I don't want to argue. I'm sorry that I made assumptions and jumped to conclusions. I guess I'm extra emotional and reactive right now being very pregnant, having my dh deployed for a long time (again), and having been sick with a cold for the past week. I also think I have other issues going on that I really don't want to get into here.
Like I said, I don't respond well to shoulds. I'm not really seeing the difference between, "should" and "should be able to". Maybe I'm not able to. Maybe my kids are not able to. Maybe I have one extremely hyper child who has a very difficult time settling down and one very sensitive child who has a difficult time dealing with said hyper child, two children (or maybe more) who need a lot of parental attention and involvement. I could force them to comply regardless of how they feel. I know how to do that. I can get that answer almost anywhere. I've also btdt and it didn't work out too well in the long run. Like I said previously, I would much rather find a way for us all to work together to have a more peaceful, pleasant time and that's where I am struggling. I am looking for alternatives to the mainstay, set a bedtime, follow a strict routine and stick to it no matter how anyone feels about it. That's how the post sounded to me. If that's not what was meant, I apologize for misunderstanding. It would seem, too, that you don't actually have experience co-sleeping with more than one child or with older children since your children are out of the family bed by the age of 2 or 3.

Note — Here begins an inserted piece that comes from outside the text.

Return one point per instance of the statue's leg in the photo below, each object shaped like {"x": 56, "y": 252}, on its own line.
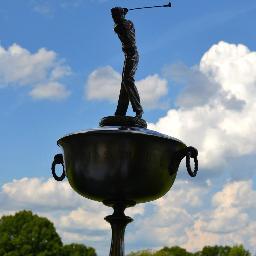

Also, for the record, I wouldn't consider this merely a sleep forum. It is entitled The Family Bed and Nighttime Parenting. To me, that implies co-sleeping and the continuation of parenting children even at night. I've been on MDC for a long time and it has historically been a place for support for alternatives to the mainstream, which is why I come here rather than other parenting websites. There are many places I can go to get advice and info on making rules, setting limits (i.e. bedtimes) and so forth. Again, ime, most of the time this includes parents completely discounting how their children feel because it doesn't work with the rules. Many, many people that I am exposed to IRL do not seem to believe in nighttime parenting. They set bedtimes for their kids and then say they are done parenting for the day. They are off the clock, so to speak. I don't really get how a parent can ever be off the clock but whatever. And again, I am looking for alternatives to that, ways that my kids and I can work together rather than me setting external rules for them and them forcing them to comply with said rules.
I do fully expect to have my needs met, just not at the expense of my kids. I'm not sure what is meant by having my children make a decision at the peak of their tiredness. What decision are they making? We have a routine. We got to bed around the same time every night. We do pretty much the same thing every night to get ready for bed and once we get into bed. It's only recently that my boys have started all the noise and fuss and commotion on the way to bed. It's mostly around getting upstairs and getting into the bathroom to brush teeth and then getting into bed. They continue to play and, along with their play, comes bickering. Also, it's mostly the younger one, the 4yo. He has a much harder time settling down and being quiet. Until I turn out the lights and we all lay down he can't even seem to sit or lay still for any length of time.
I do think one major thing that will help is doing as much to get ready for bed earlier. That way when it's time to actually lay down and go to sleep that's all we have to do.
I'm rambling on and on, which I didn't mean to do. I also didn't mean to perpetuate the argument.